My tattoo reads "Philippians 4:13".  It means, "I can do all things through Christ who gives me strength."  This truly represents my dad and my family in every way.  No matter what the struggle is, no matter how high, how long, how large the obstacle may be, we will always be able to get through it together, forever.  This however is not the only meaning behind my tattoo.  The word, strength, has always been a word that I look to every day of my life.  Growing up, playing soccer since I was 4 years of age, I have always looked for strength; from the very first whistle to the last when the game is blown dead.  I have always looked for strength to help me succeed in the classroom, no matter what the subject was.  At 3 years old, I was blessed with the talent an ability to play the piano.  My mom has played since her early childhood years and it was quickly passed to me only a couple years of my life in this world.  So often times, I search for strength to move my fingers and play the piano to the best of my ability using my God given talents, every day. 
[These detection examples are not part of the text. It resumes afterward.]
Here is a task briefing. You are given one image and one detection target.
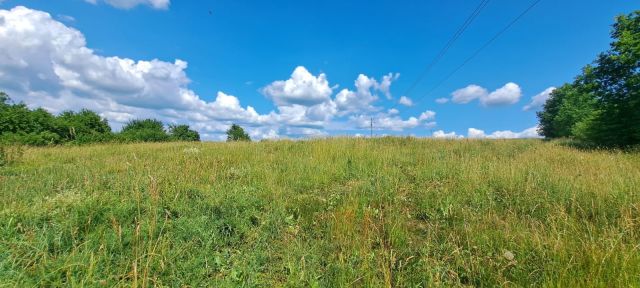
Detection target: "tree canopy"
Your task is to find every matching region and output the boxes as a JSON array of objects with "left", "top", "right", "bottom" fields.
[
  {"left": 0, "top": 92, "right": 200, "bottom": 146},
  {"left": 538, "top": 11, "right": 640, "bottom": 147},
  {"left": 227, "top": 124, "right": 251, "bottom": 142}
]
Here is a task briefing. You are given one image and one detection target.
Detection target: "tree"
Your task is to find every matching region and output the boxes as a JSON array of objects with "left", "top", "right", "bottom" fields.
[
  {"left": 538, "top": 11, "right": 640, "bottom": 147},
  {"left": 57, "top": 109, "right": 111, "bottom": 143},
  {"left": 227, "top": 124, "right": 251, "bottom": 142},
  {"left": 169, "top": 125, "right": 200, "bottom": 141},
  {"left": 120, "top": 119, "right": 169, "bottom": 142},
  {"left": 585, "top": 11, "right": 640, "bottom": 147}
]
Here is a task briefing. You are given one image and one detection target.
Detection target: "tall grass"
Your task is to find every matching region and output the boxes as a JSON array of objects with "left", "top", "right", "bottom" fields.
[{"left": 0, "top": 138, "right": 640, "bottom": 287}]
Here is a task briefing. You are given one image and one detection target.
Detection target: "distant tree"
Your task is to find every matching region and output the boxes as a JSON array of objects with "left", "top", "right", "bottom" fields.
[
  {"left": 169, "top": 125, "right": 200, "bottom": 141},
  {"left": 538, "top": 11, "right": 640, "bottom": 147},
  {"left": 119, "top": 119, "right": 169, "bottom": 142},
  {"left": 57, "top": 109, "right": 111, "bottom": 143},
  {"left": 227, "top": 124, "right": 251, "bottom": 142}
]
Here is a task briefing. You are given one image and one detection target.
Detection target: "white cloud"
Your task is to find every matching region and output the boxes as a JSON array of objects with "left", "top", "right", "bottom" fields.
[
  {"left": 350, "top": 111, "right": 436, "bottom": 131},
  {"left": 448, "top": 82, "right": 522, "bottom": 107},
  {"left": 418, "top": 110, "right": 436, "bottom": 121},
  {"left": 480, "top": 82, "right": 522, "bottom": 106},
  {"left": 467, "top": 126, "right": 541, "bottom": 139},
  {"left": 262, "top": 66, "right": 333, "bottom": 106},
  {"left": 398, "top": 96, "right": 413, "bottom": 106},
  {"left": 522, "top": 87, "right": 556, "bottom": 111},
  {"left": 85, "top": 0, "right": 171, "bottom": 9},
  {"left": 451, "top": 84, "right": 488, "bottom": 104},
  {"left": 431, "top": 130, "right": 464, "bottom": 139}
]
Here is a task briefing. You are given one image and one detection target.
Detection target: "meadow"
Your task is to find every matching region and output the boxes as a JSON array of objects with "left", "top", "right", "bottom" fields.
[{"left": 0, "top": 138, "right": 640, "bottom": 287}]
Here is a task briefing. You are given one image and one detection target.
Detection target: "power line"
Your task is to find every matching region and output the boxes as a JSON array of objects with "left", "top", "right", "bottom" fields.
[
  {"left": 408, "top": 0, "right": 542, "bottom": 110},
  {"left": 394, "top": 0, "right": 490, "bottom": 103}
]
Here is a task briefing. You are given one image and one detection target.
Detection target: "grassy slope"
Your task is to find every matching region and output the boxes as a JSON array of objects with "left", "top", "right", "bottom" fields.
[{"left": 0, "top": 138, "right": 640, "bottom": 287}]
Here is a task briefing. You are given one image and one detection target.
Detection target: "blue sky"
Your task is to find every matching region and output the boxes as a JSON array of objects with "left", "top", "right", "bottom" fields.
[{"left": 0, "top": 0, "right": 640, "bottom": 140}]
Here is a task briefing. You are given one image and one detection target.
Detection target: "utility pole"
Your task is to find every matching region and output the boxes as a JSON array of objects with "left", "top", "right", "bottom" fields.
[{"left": 371, "top": 117, "right": 373, "bottom": 138}]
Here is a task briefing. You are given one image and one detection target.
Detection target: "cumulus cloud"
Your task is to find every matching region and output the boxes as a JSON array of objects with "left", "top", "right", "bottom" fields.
[
  {"left": 431, "top": 130, "right": 464, "bottom": 139},
  {"left": 480, "top": 82, "right": 522, "bottom": 106},
  {"left": 467, "top": 126, "right": 541, "bottom": 139},
  {"left": 85, "top": 0, "right": 171, "bottom": 9},
  {"left": 377, "top": 73, "right": 400, "bottom": 99},
  {"left": 522, "top": 87, "right": 556, "bottom": 111},
  {"left": 0, "top": 6, "right": 435, "bottom": 140},
  {"left": 262, "top": 66, "right": 333, "bottom": 106},
  {"left": 448, "top": 82, "right": 522, "bottom": 107},
  {"left": 0, "top": 7, "right": 275, "bottom": 138},
  {"left": 451, "top": 85, "right": 488, "bottom": 104},
  {"left": 350, "top": 109, "right": 436, "bottom": 131},
  {"left": 398, "top": 96, "right": 413, "bottom": 106}
]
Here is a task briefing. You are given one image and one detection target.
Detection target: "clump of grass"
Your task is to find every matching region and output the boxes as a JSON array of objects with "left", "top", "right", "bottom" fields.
[{"left": 0, "top": 138, "right": 640, "bottom": 287}]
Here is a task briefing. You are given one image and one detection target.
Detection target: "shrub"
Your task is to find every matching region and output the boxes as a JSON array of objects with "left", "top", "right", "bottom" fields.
[
  {"left": 119, "top": 119, "right": 170, "bottom": 142},
  {"left": 169, "top": 125, "right": 200, "bottom": 141}
]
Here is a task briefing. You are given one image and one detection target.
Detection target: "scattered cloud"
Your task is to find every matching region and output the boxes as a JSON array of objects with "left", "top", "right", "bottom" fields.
[
  {"left": 398, "top": 96, "right": 413, "bottom": 106},
  {"left": 58, "top": 14, "right": 76, "bottom": 23},
  {"left": 451, "top": 84, "right": 488, "bottom": 104},
  {"left": 480, "top": 82, "right": 522, "bottom": 107},
  {"left": 0, "top": 6, "right": 433, "bottom": 140},
  {"left": 377, "top": 73, "right": 400, "bottom": 99},
  {"left": 522, "top": 87, "right": 556, "bottom": 111},
  {"left": 85, "top": 0, "right": 171, "bottom": 9},
  {"left": 262, "top": 66, "right": 333, "bottom": 106},
  {"left": 0, "top": 5, "right": 552, "bottom": 140}
]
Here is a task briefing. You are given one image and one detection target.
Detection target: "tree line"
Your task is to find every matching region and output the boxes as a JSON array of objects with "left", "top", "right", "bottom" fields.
[
  {"left": 538, "top": 10, "right": 640, "bottom": 148},
  {"left": 0, "top": 92, "right": 200, "bottom": 146}
]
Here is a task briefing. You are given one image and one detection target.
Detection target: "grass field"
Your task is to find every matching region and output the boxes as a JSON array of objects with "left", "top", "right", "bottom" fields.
[{"left": 0, "top": 138, "right": 640, "bottom": 287}]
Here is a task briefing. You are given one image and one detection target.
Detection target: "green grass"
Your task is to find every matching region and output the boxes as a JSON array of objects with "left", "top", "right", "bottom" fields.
[{"left": 0, "top": 138, "right": 640, "bottom": 287}]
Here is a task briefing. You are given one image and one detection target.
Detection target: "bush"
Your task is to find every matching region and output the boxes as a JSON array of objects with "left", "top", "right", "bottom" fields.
[
  {"left": 119, "top": 119, "right": 170, "bottom": 142},
  {"left": 0, "top": 144, "right": 24, "bottom": 167}
]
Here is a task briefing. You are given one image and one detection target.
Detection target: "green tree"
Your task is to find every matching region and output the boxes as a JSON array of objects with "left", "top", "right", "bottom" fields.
[
  {"left": 584, "top": 11, "right": 640, "bottom": 147},
  {"left": 57, "top": 109, "right": 111, "bottom": 143},
  {"left": 169, "top": 125, "right": 200, "bottom": 141},
  {"left": 120, "top": 119, "right": 169, "bottom": 142},
  {"left": 227, "top": 124, "right": 251, "bottom": 142},
  {"left": 538, "top": 11, "right": 640, "bottom": 147}
]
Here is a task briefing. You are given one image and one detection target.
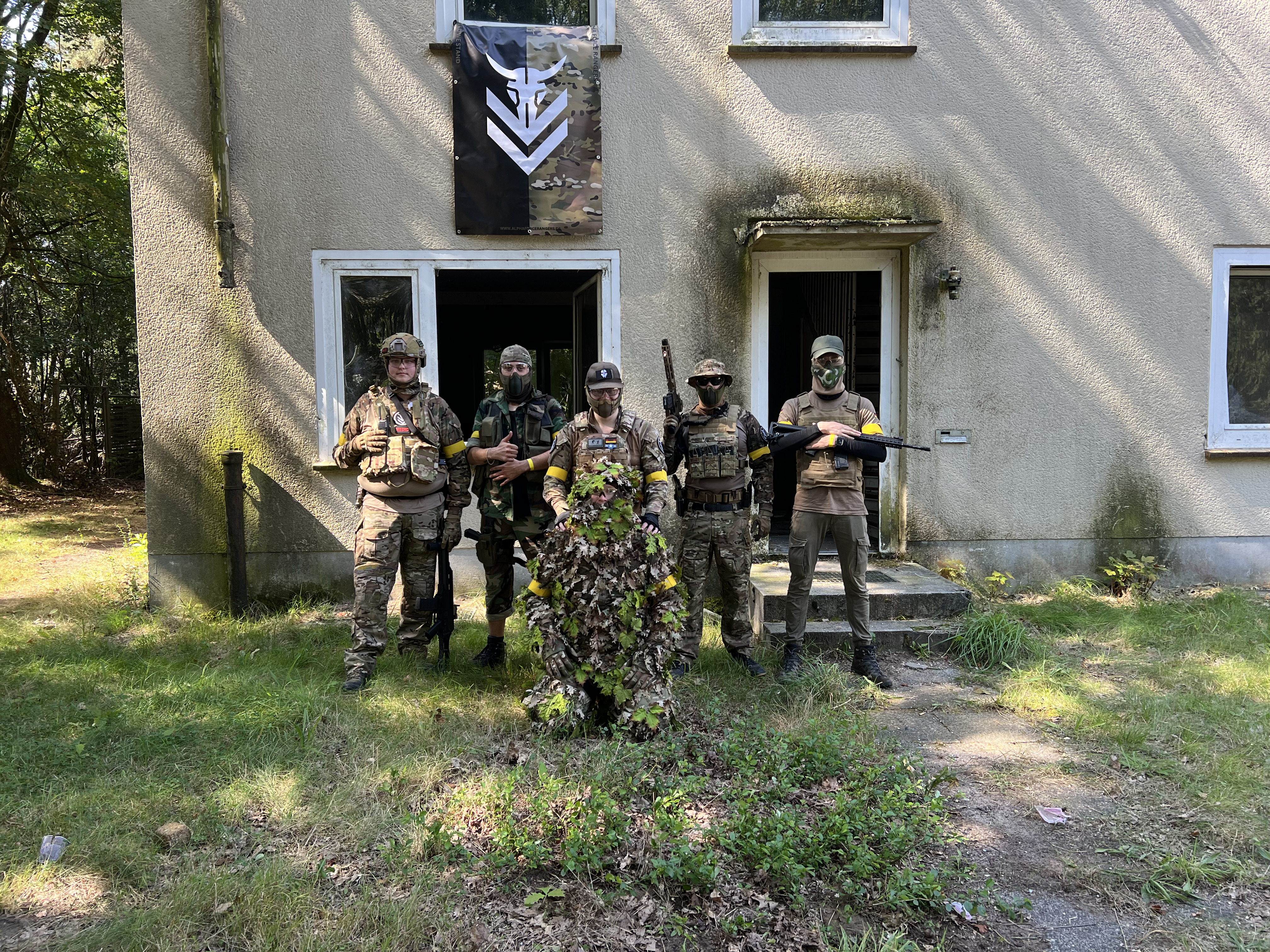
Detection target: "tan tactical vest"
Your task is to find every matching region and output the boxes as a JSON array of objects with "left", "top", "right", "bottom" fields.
[
  {"left": 358, "top": 383, "right": 446, "bottom": 496},
  {"left": 796, "top": 392, "right": 864, "bottom": 489},
  {"left": 479, "top": 394, "right": 551, "bottom": 484},
  {"left": 573, "top": 410, "right": 643, "bottom": 473},
  {"left": 683, "top": 404, "right": 749, "bottom": 503}
]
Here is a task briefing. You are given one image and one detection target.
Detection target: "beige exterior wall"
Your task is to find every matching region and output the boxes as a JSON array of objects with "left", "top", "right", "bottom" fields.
[{"left": 123, "top": 0, "right": 1270, "bottom": 602}]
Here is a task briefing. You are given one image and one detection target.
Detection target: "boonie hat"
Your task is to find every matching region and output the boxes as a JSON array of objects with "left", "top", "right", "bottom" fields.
[
  {"left": 811, "top": 334, "right": 847, "bottom": 360},
  {"left": 587, "top": 360, "right": 622, "bottom": 390}
]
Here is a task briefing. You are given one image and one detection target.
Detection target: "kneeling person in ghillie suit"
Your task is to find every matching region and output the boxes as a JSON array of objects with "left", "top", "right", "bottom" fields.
[
  {"left": 334, "top": 334, "right": 471, "bottom": 690},
  {"left": 524, "top": 467, "right": 683, "bottom": 739}
]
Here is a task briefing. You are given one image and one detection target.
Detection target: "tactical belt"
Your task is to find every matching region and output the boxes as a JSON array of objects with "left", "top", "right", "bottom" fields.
[{"left": 688, "top": 503, "right": 741, "bottom": 513}]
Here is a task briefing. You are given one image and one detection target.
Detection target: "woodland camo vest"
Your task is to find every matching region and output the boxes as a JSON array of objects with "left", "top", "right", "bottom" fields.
[
  {"left": 796, "top": 392, "right": 864, "bottom": 489},
  {"left": 361, "top": 383, "right": 444, "bottom": 495}
]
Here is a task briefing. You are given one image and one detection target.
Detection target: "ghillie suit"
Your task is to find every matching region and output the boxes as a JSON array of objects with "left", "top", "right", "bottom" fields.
[{"left": 523, "top": 458, "right": 683, "bottom": 739}]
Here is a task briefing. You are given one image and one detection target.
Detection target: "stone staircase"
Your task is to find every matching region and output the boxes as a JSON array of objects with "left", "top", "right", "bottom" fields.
[{"left": 749, "top": 558, "right": 970, "bottom": 651}]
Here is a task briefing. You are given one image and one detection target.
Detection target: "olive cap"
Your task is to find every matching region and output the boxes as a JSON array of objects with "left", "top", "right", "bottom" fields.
[
  {"left": 587, "top": 360, "right": 622, "bottom": 390},
  {"left": 687, "top": 357, "right": 731, "bottom": 387},
  {"left": 811, "top": 334, "right": 847, "bottom": 360}
]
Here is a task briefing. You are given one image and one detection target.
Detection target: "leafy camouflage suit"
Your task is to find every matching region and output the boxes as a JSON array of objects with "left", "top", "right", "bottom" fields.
[
  {"left": 666, "top": 396, "right": 772, "bottom": 661},
  {"left": 334, "top": 381, "right": 471, "bottom": 675},
  {"left": 523, "top": 458, "right": 683, "bottom": 739},
  {"left": 467, "top": 390, "right": 564, "bottom": 618}
]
Getting my tattoo was not the most painful thing I have ever felt, but it certainly didn't tickle.  It is placed on my left ribs which people say is one of, if not the most painful place to get one.  It is 4pm, July 29th; I'm sitting in the tattoo parlor waiting to get marked for life.  The chills running up my arms were unbearable and the nerves within my body were like never before, but I knew deep within that it was something I wanted to do.  I remember it all like it was yesterday.  My artist sat me down and laid the stencil on my rib.  This was my last chance to run out the door; but I stayed put and with stood the pain because I knew it would all be worth it.  The first needle hit and it was all just fine, until I found out that he barely made a mark.  I clenched a fist and put my headphones because I knew I had a long hour and a half ahead of me.  Keep in mind, my family had no idea that I was doing this at all.  My younger brother was by my side for support, but I think mainly to see his older brother be put through some pain for a little.  Laying on the table half way through my tattoo all I could think was, mom and dad are going to disown me.  But somehow my parents found out about 4 weeks later.  They didn't really care as much as I thought they would.  They cared because I was the first to ever have one in our family and they weren't sure of the specific meaning behind it all, until I told them.  This was the moment they realized I was marked for a purpose, with a significant meaning behind it all. 

I want to end with a quote by Rikki Rogers, that has also stuck with me since a very young age.  It is not religious based like my tattoo, but it does have to deal with strength and every day life.  "Strength does not come from what you can do.  It comes from overcoming the things you once thought you couldn't."